在 2025/8/5 10:06, Anand Jain 写道:
Thanks for the comments.
Our seed block device use-case doesn’t fall under the kind of risk that
BLK_OPEN_RESTRICT_WRITES is meant to guard against—it’s not a typical
multi-FS RW setup. Seed devices are readonly, so it might be reasonable
to handle this at the block layer—or maybe it’s not feasible.
Read-only doesn't prevent the device from being removed suddenly.
I don't see how this is related to the BLK_OPEN_RESTRICT_WRITES flag.
Can you clarify?
It's not related to that flag, I'm talking about the
fs_bdev_mark_dead(), and the remaining 3 callbacks.
Those call backs are all depending on the bdev holder to grab a super block.
Thus a block device should and can not have multiple super blocks.
------
/* open is exclusive wrt all other BLK_OPEN_WRITE opens to the device */
#define BLK_OPEN_RESTRICT_WRITES ((__force blk_mode_t)(1 << 5))
------
You still didn't know that the whole fs_holder_ops is based on the
assumption that one block device should only belong to one mounted fs.
You're missing the point: after a sprout, Btrfs internally becomes a new
filesystem with a new FSID. Some may call it insane—but it's different,
useful, and it works.
I totally know that, it's you don't understand how bdev holder works,
nor willing to spend any time reading the details about bdev_open().
Just search the @holder inside that function, even without
RESTRICT_WRITES flag, it will still fail at bd_may_reclaim() due to the
holder (super block) mismatch.
During that transition, fs_holder (or equivalent) needs to be updated to
reflect the change. If that's not currently possible, we may need to add
support for it.
The problem is that fs_holder_ops still sees it as a seed device, which
is risky—we don’t know what else could break if the FSID change isn’t
properly handled.
Nope, it's super simple, you just can not mount have a block device with
two different holders.
And I see that assumption completely valid.
I didn't see any reason why any sane people want to mount the sported
fs and the seed device at the same time.
Neither of us has data on how it’s being used.

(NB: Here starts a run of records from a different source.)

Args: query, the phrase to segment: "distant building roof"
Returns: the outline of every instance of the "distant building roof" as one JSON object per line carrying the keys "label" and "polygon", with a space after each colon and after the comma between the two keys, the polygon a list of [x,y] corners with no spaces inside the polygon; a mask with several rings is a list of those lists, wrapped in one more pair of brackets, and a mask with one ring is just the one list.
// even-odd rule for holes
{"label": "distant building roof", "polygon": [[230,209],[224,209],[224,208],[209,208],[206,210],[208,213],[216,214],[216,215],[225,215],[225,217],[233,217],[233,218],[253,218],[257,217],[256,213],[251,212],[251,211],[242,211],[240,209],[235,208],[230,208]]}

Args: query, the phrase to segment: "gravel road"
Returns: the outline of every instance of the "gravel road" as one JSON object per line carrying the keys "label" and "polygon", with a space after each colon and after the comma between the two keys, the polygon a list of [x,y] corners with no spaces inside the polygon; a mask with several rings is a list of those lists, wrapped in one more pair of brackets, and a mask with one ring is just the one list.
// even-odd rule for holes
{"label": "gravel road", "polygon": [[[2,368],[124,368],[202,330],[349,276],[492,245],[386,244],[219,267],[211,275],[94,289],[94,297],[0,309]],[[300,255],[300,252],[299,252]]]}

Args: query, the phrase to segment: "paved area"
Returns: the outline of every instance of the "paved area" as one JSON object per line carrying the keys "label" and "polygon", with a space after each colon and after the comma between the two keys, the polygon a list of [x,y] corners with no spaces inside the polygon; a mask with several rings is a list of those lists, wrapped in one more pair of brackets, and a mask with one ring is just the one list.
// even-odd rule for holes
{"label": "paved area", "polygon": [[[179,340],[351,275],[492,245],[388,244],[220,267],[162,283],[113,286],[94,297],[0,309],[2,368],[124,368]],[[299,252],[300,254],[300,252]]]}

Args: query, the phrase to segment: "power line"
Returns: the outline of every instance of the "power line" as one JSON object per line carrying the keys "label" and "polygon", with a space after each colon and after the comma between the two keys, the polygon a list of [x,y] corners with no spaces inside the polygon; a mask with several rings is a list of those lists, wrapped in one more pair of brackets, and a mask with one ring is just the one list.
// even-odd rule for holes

Just read all the other filesystems' code.
Either it's pushing super block as bdev holder, so that we can easily
grab the fs from bdev through bdev_super_lock(), or it's bcachefs doing
the similar thing, but without using the existing helpers.
And as I’ve hinted, it
does violate kABI from a technical standpoint.
If the use case is to sprout a fs based on the seed device multiple
times, it's still possible, just unmount the sprout fs before mounting
the seed device again.
In a datacenter environment, unmounting isn’t always a viable option.
If you're mounting the fs already, why you can not umount suddenly?
If you're talking about rootfs, it's no deal breaker, just remove the
seed device from the sprout fs, then mount the seed device again.
Now that there’s a regression and a feature has been broken, let’s not
shift the discussion to whether that feature was useful. I prefer to
keep things technical—not personal—and I expect respectful communication
to be mutual, not taken for granted.
I have explained the technical details enough. If you are not willing to
understand, sure call it whatever you want.
Btrfs has some unique behaviors, and it’s possible we’ll need changes in
the block layer or fs_holder_ops. That still needs to be figured out.
Unique doesn't mean correct nor sane.
And seed device is nothing special. If you don't want to accept that one
mounted block device should only belong to one mounted fs, sure go ahead
and see what everyone else thinks.
Thanks, Anand